When they’d cleared the sanctuary, she whipped her arm away and faced him. “Must be my lucky day.”

“It could be. If you’d just let it happen,” he said, leaning so close to her, she could feel his warm breath on her cheek and the throb of her pulse in her throat.

Why did you have to be so f*cking hot?

“Not cold enough,” she whispered near his ear, forcing herself to take a step away from him even though his soft, seductive words came perilously close to making her rethink her resolve not to f*ck him.

A door opened to their left, and they turned in unison to see Kate emerging from a small bride’s room at the back of the church, where she’d fixed her lipstick and veil.

“Lib!” she cried, “I did it! I’m married!”

Libitz held out her arms and gathered Kate in her embrace as she narrowed her eyes at J.C., who stood behind Kate, beaming at Libitz with a wolfish glint in his eyes. “You did it, KK. You’re a Rousseau now.”





Chapter 2


J.C. inadvertently avoided Libitz for most of the reception, trapped with family visiting from France who wanted to catch up with him while his parents greeted the hundreds of guests in the receiving line. He kept an eye on her, however, watching her face relax from uptight to merry around a handful of Trinity friends by the bar. She laughed a lot, keeping a knuckle on her hip while her other hand held a glass of Cabernet at an exquisite right angle. At first glance, she appeared all angles, this petite, prickly woman—sharp and obtuse, acute and right.

The softness in her, he learned through observation, was concentrated in her face—in her almost-too-big brown eyes and pillowed lips, in the rounded peaches of her cheeks when she smiled, and the warmth in her expression when she chuckled with a friend.

She was angular, yes, but not wholly without curves, he realized, even if they weren’t the obvious ones that he was used to. Something about that realization made him feel…fortunate. It was a little bit like how he’d felt the first time he’d seen a Picasso up close—like he was seeing something very precious that not everyone got to see, something special that could be easily missed if one didn’t take an extra moment to look closely.

One of her prep-school chums put his arm around her slight shoulders, pulling her close for a photo, and J.C. flinched, a sudden burst of acid souring his stomach as he instinctively flexed the knuckles of his left hand.

“Looks like someone stole the march on you, Jean-Christian,” said his second cousin Luc, a Montferrat relation on his mother’s side.

J.C. shifted his gaze away from Libitz and her handsy f*cking admirer. He wasn’t familiar with the expression his much older cousin had just used. “Sir?”

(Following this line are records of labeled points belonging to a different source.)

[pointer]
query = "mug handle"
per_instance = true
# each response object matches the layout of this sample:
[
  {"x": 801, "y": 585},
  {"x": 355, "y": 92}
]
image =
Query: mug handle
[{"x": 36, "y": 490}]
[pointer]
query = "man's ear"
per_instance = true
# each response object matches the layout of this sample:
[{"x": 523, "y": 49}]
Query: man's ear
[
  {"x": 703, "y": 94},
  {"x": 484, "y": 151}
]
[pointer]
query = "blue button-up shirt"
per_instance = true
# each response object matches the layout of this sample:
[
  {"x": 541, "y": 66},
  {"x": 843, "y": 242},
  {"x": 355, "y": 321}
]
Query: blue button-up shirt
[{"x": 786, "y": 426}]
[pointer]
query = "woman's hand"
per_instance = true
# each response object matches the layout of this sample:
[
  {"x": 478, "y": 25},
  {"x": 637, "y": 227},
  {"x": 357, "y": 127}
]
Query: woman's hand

“You look ready to fight off Satan.”

He scowled. “What do you mean?”

“Narrowed eyes.” He flicked a glance at J.C.’s hand. “Clenched fist. Scowl. Cherchez la femme.”

Cherchez la femme? It translated directly to “Look for the woman,” but J.C. sensed it was a French idiom—one with which he was unfamiliar. He searched his cousin’s amused eyes, trying to figure out what the hell he was talking about. Look for the woman? What woman? Libitz? Ha!

Luc chuckled knowingly and J.C.’s scowl deepened—not because of a woman, but because Luc was using archaic expressions that didn’t mean jack shit, and it was annoying. But as bad luck would have it, Luc was not only his elder but a guest.